Le Kospi a chuté en dessous de la barre des 6 000, et face à ce deuxième jour de krach boursier, la Commission des affaires politiques de l'Assemblée nationale a désigné hier les « ETF à effet de levier sur titres individuels » comme principal responsable, les qualifiant d'« effondrement du marché financier » et d'« événement plus grave qu'une crise financière », menant à de violents échanges d'accusations entre les deux partis contre les autorités financières.
Aujourd'hui, le marché boursier national a sombré dans la panique. L'indice Kospi a plongé en dessous de la barre des 6 000, enregistrant une nouvelle baisse spectaculaire après la veille. L'anxiété des investisseurs a atteint son paroxysme.
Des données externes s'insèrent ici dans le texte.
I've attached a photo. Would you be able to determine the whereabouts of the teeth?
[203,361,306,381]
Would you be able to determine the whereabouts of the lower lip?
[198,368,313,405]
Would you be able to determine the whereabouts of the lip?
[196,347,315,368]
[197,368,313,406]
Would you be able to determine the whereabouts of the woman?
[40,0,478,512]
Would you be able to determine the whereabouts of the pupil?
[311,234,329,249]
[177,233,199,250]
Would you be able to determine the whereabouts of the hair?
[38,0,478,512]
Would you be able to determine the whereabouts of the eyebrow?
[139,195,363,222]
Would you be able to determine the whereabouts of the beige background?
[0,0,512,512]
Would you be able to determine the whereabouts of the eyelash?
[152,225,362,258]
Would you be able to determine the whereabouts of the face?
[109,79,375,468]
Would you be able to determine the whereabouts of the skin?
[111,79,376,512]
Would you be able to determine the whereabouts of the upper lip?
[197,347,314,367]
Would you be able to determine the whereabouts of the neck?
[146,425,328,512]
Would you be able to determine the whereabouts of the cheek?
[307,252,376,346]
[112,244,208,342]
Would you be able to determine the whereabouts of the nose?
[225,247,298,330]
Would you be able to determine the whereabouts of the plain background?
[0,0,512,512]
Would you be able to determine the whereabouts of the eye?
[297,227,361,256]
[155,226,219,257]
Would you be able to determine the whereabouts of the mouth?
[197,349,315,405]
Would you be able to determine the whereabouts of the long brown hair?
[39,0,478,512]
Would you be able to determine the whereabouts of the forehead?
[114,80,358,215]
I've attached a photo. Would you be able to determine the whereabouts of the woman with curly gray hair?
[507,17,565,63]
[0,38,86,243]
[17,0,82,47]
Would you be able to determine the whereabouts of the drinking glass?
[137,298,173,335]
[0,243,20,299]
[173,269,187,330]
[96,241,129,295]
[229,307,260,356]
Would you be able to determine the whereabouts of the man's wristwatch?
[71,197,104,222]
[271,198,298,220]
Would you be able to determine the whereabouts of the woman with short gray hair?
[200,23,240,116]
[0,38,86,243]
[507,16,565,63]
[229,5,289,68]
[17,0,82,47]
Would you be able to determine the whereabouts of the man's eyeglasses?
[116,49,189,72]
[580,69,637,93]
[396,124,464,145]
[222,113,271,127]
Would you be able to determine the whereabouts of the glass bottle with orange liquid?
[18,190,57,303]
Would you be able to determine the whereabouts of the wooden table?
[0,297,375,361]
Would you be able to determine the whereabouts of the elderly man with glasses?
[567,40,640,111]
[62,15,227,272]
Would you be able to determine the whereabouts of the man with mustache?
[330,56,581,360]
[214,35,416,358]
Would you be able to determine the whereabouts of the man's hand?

À la séance plénière de la Commission des affaires politiques de l'Assemblée nationale tenue hier, le 28, les députés des deux partis ont unanimement désigné les ETF à effet de levier sur titres individuels comme cause centrale de l'instabilité du marché boursier, adressant de vives critiques à la Commission des services financiers et à l'Autorité de surveillance financière.
Le Parti démocratique coréen a critiqué la lenteur de la réaction du gouvernement et demandé l'introduction de réglementations strictes. Le député Kim Yong-man a souligné que « les mesures d'ETF annoncées par le gouvernement à la mi-mois sont arrivées trop tard ». Le député Park Hong-bae a souligné la gravité de la situation actuelle, demandant que « le dépôt de base d'ETF soit augmenté à 50 millions de wons et que l'ajustement du ratio cible d'effet de levier soit examiné ». Le député Son Myung-soo a diagnostiqué la situation actuelle comme un marché « s'approchant de l'effondrement, ce qui n'est ni une crise financière ni une guerre », demandant à plusieurs reprises des mesures rapides et décisives de la part des autorités financières.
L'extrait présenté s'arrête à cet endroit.